- Golden Valley
- Coordinates: 41°38′16″S 146°42′57″E﻿ / ﻿41.6377°S 146.7158°E
- Country: Australia
- State: Tasmania
- Region: Launceston
- LGA: Meander Valley;
- Location: 59 km (37 mi) SW of Launceston;

Government
- • State electorate: Lyons;
- • Federal division: Lyons;

Population
- • Total: 231 (2016 census)
- Postcode: 7304
Localities around Golden Valley
| Meander | Quamby Brook | Quamby Brook |
| Meander | Golden Valley | Cluan |
| Jackeys Marsh | Liffey | Liffey |

= Golden Valley, Tasmania =

Golden Valley is a rural locality in the local government area of Meander Valley in the Launceston region of Tasmania.
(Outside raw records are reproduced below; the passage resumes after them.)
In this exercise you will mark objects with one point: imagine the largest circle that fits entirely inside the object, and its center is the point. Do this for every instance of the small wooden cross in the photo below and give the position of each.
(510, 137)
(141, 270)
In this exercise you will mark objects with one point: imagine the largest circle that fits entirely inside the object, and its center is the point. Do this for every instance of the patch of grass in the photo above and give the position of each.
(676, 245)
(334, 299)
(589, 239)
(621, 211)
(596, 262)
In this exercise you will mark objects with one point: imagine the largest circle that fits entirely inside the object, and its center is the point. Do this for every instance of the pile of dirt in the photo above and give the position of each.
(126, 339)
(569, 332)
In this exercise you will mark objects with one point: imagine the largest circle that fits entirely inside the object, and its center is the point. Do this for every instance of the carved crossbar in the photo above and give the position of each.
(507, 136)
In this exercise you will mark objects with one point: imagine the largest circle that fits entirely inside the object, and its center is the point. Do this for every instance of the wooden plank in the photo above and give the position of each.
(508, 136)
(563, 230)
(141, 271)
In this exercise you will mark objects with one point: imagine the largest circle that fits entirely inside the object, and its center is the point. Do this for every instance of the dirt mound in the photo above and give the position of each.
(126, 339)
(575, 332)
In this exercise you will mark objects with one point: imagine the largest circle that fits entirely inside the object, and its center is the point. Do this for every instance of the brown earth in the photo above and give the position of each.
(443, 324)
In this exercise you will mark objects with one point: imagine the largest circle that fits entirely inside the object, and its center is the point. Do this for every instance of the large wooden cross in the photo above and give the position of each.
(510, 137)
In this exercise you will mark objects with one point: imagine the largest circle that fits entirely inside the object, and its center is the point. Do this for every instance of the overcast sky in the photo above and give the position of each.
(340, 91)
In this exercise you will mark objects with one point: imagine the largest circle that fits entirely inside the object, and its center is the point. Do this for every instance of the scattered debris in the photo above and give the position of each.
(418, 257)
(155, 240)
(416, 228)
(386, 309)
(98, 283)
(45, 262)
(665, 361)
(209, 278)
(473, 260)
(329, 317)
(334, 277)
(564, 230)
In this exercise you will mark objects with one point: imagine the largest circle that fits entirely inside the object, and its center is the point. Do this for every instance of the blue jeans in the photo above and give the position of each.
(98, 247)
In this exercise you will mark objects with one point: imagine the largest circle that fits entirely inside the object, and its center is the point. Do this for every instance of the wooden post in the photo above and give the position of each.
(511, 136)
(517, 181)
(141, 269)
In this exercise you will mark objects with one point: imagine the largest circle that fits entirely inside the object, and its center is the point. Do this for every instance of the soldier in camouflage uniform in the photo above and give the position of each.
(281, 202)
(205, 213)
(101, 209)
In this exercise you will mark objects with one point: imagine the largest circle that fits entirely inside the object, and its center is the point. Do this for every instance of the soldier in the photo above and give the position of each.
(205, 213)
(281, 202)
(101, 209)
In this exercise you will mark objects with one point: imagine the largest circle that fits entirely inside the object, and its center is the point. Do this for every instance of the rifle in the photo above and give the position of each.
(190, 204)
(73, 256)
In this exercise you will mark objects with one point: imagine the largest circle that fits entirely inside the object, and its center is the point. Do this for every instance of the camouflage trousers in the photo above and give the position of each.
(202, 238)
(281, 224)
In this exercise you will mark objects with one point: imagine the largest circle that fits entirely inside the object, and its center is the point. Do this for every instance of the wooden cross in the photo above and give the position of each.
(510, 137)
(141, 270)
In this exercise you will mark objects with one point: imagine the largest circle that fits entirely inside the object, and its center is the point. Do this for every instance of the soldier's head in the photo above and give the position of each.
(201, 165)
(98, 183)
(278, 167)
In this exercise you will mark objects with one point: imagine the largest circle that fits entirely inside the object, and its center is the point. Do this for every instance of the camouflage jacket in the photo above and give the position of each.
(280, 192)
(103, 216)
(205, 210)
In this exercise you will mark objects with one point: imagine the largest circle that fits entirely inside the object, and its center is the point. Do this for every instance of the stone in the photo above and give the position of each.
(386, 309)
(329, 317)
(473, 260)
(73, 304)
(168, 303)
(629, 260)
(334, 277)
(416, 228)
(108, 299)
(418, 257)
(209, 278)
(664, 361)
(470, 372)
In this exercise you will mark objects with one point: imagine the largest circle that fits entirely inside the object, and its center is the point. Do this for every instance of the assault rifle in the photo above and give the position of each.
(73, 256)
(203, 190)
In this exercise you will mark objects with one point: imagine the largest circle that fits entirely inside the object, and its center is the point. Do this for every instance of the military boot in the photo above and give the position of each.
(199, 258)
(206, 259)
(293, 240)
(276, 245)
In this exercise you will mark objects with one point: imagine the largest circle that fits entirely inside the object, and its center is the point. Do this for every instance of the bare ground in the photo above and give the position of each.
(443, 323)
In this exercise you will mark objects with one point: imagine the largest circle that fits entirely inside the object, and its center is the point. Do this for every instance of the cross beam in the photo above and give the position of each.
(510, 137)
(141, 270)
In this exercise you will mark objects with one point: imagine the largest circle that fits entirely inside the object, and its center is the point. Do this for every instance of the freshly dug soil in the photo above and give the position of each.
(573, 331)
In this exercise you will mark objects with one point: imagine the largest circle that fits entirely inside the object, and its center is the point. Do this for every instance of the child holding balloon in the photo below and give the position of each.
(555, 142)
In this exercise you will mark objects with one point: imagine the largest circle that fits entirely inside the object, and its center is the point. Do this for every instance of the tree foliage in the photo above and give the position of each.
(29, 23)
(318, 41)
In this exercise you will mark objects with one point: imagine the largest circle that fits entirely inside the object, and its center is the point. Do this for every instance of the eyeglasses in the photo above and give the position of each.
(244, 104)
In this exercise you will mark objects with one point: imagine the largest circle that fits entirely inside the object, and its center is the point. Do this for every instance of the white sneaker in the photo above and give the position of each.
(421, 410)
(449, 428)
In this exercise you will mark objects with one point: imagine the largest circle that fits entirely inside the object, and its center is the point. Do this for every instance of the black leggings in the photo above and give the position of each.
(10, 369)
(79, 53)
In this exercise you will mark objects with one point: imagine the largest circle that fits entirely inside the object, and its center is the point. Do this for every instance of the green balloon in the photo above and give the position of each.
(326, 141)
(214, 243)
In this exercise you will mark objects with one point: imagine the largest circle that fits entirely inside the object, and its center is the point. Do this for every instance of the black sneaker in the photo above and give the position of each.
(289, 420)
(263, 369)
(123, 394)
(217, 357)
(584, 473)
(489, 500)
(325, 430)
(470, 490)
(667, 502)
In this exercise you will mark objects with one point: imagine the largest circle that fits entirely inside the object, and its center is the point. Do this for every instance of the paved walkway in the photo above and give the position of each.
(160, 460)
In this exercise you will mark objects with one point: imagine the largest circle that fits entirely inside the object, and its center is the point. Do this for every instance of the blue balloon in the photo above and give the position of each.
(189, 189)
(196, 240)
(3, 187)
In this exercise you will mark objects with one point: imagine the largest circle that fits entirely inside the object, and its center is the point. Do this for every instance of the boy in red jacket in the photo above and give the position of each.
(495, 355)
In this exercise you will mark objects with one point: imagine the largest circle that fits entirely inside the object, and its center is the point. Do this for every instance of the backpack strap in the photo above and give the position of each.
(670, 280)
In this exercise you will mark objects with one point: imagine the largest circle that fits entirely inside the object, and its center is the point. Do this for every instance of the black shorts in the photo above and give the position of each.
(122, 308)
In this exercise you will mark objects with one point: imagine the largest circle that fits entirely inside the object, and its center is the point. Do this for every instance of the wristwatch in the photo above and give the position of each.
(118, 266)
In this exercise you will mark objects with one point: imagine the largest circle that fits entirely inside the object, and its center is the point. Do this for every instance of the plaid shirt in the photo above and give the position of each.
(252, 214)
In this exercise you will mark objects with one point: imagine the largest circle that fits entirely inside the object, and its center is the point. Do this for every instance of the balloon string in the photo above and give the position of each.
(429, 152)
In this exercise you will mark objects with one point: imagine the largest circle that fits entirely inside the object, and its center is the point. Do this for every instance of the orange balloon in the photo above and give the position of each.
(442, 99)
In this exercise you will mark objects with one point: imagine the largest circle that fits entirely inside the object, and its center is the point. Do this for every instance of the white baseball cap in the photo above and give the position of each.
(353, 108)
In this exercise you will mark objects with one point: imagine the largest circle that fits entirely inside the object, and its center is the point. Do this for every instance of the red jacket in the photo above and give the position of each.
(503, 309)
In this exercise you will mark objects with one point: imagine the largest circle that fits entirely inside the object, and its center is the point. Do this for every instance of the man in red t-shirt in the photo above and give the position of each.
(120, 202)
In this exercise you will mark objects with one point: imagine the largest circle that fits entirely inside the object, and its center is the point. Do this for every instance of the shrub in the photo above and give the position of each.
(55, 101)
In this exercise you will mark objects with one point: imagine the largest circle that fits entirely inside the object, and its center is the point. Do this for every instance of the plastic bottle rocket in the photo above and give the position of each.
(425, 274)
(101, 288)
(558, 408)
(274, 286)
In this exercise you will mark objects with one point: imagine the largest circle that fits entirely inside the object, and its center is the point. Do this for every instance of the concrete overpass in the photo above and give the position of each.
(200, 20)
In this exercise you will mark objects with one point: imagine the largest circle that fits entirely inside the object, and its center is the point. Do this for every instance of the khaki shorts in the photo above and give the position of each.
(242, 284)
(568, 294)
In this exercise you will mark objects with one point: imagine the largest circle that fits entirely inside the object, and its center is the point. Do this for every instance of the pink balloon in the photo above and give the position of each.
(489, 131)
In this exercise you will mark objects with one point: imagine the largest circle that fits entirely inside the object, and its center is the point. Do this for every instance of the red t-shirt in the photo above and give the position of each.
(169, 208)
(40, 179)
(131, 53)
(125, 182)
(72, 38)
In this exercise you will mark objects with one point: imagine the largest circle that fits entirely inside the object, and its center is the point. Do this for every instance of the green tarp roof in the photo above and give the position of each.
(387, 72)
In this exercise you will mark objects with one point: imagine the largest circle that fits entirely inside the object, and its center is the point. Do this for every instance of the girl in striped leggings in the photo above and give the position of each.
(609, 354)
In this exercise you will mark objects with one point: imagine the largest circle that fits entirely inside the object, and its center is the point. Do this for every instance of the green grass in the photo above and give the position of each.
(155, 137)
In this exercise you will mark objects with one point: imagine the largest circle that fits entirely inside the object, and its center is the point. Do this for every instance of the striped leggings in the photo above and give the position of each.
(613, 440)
It is located about 59 km south-west of the town of Launceston. The 2016 census determined a population of 231 for the state suburb of Golden Valley.

==History==
Golden Valley was gazetted as a locality in 1968.

==Geography==
The watershed of the Cluan Tiers forms the north-eastern boundary.

==Road infrastructure==
The A5 route (Highland Lakes Road) passes through from north-west to south, where it forms part of the south-east boundary. The C502 route (Golden Valley Road / Bogan Road) starts at an intersection with A5 and runs east, then north, where it exits. The C504 route (an extension of Bogan Road) starts at an intersection with C502 and runs south-east before exiting.